P-Values

I have been meaning to write this post for a really long time, but it is one that I actually have to think about, so it has taken me this long to actually sit down and write it.

When you do a scientific study, you run your data through a calculation to figure out a p-value.  A p-value tells you how likely it is that your data results are true and not based on coincidence.  A p-value of .05 is usually considered safe and significant.  That means that if you do this study one hundred times, you will get the same results ninety-five times.  The lower your p-value, the better your results likely are.  A p-value of .01 is usually considered quite good.  (We were required to hit at least .05 when we did studies in college but our professor was always pushing for .01.)

Let’s say that you have three friends.  You’d expect you and your three friends to have random birthdays spread out all over the year.  But because there are so many people all over the world who also have three friends, some of those people are going to end up with all three friends who have birthdays on the very same day.  Those are times when we say “what a coincidence” and move on.

Now, studies that actually find something are more likely to be published in journals and picked up by the mainstream.  So, let’s say that you are doing a study on toddlers and napping.  Your hypothesis is that toddlers that nap for at least two hours per day are much more likely to get into an Ivy League University.  You are much more likely to get “Toddlers that Nap Are More Likely To Get Into Harvard” published.  If your results are “There is No Connection Between Napping and Ivy League Acceptance”, probably no one is going to want to publish it.  Which doesn’t mean that your study is any less correct and valuable, it just means that it is less likely to see the light of day.

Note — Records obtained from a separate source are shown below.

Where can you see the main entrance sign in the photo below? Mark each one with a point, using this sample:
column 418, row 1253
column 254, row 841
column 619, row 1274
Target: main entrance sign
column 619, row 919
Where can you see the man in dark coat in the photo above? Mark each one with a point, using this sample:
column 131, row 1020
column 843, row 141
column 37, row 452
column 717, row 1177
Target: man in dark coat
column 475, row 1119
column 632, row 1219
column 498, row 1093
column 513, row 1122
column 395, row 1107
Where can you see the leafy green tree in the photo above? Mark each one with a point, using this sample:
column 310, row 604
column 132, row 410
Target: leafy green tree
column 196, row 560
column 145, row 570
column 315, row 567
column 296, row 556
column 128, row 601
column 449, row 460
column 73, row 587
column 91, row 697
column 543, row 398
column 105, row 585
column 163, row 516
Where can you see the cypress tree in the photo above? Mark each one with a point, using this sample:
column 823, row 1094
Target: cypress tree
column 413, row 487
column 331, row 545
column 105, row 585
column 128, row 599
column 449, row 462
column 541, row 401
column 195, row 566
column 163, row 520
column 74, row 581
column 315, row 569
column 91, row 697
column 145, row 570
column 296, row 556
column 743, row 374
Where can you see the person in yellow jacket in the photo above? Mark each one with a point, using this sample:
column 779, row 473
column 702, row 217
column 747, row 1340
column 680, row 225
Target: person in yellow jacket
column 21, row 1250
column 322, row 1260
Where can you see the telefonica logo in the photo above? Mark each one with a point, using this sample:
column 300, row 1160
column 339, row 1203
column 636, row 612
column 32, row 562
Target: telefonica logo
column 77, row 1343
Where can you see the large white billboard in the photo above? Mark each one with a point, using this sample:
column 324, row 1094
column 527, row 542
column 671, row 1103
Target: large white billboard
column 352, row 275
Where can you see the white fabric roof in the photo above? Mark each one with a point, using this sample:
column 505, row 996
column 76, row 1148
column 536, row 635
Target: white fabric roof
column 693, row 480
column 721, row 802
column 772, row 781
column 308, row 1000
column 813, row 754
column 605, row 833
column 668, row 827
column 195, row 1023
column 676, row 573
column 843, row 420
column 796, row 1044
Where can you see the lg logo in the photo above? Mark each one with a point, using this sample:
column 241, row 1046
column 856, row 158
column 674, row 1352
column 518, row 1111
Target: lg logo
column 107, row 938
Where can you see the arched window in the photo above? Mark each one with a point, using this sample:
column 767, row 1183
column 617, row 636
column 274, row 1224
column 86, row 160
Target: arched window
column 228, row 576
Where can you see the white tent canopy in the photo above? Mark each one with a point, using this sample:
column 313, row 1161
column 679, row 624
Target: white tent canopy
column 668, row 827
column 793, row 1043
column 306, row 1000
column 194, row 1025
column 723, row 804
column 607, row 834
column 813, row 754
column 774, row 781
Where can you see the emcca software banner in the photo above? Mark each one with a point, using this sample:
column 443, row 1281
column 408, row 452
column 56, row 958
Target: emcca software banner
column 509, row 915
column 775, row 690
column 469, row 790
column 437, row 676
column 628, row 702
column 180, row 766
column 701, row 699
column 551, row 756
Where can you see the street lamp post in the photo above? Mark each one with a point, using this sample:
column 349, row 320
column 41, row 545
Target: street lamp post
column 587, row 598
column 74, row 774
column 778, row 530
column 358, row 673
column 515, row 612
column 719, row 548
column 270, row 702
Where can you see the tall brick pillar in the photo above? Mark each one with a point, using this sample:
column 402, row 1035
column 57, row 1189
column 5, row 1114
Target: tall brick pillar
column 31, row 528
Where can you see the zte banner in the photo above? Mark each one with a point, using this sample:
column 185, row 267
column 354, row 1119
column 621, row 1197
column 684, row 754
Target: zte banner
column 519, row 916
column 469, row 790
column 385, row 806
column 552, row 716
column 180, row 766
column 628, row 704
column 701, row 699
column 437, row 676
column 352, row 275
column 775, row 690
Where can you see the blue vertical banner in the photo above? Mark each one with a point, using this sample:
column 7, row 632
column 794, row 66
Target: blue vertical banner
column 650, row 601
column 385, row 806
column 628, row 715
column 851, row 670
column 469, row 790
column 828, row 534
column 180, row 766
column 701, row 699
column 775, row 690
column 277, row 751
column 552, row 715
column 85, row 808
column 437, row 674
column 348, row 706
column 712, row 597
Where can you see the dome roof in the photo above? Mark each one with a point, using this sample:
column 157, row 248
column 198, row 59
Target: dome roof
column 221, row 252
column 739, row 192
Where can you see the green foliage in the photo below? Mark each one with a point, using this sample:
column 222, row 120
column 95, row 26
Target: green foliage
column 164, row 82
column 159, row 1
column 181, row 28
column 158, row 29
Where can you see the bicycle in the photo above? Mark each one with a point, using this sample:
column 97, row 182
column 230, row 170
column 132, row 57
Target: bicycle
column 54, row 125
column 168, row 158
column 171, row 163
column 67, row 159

Now, p-values and the positive results bias in publishing cause a problem.  If one hundred people do the napping versus Harvard study, ninety-five of them are going to find nothing.  But five of them will find something, based on coincidence.  And those five are more likely to get published.  So, when a new study comes out, you always have to be aware of the fact that it isn’t necessarily true.

A recent one I’ve heard about that strikes me as a potential example of this positive effect bias is the safety of ultrasounds study which found higher rates of left handed boys.  I haven’t done a whole lot of reading on this, but when you read the studies, there is a lot of “the effect was only found in these extremely specific cases” and “these results have not been replicated”.

Probably the best example of the positive bias in publishing is when two scientists claimed that cold-fusion ought to be possible.  This discovery got a lot of publicity because, you know, awesome, cheap and easy energy!  But then a lot of other scientists came out and said “wait a minute, my data said that cold fusion isn’t possible, I mean, I didn’t try to get it published because no one wants to read about how it isn’t possible.”  So in this case, the results were discovered to be due to probability, but in a lot of other studies, it may never be discovered.

The best way to feel confident that a study is true is to see that it has been replicated.  You can just use your common sense too.  If someone tells you that a study found that wearing a bra causes breast cancer and that just doesn’t sound right to you, you can look at the study and see why the results are likely due to chance or to correlation.

And that is why you can’t even trust science.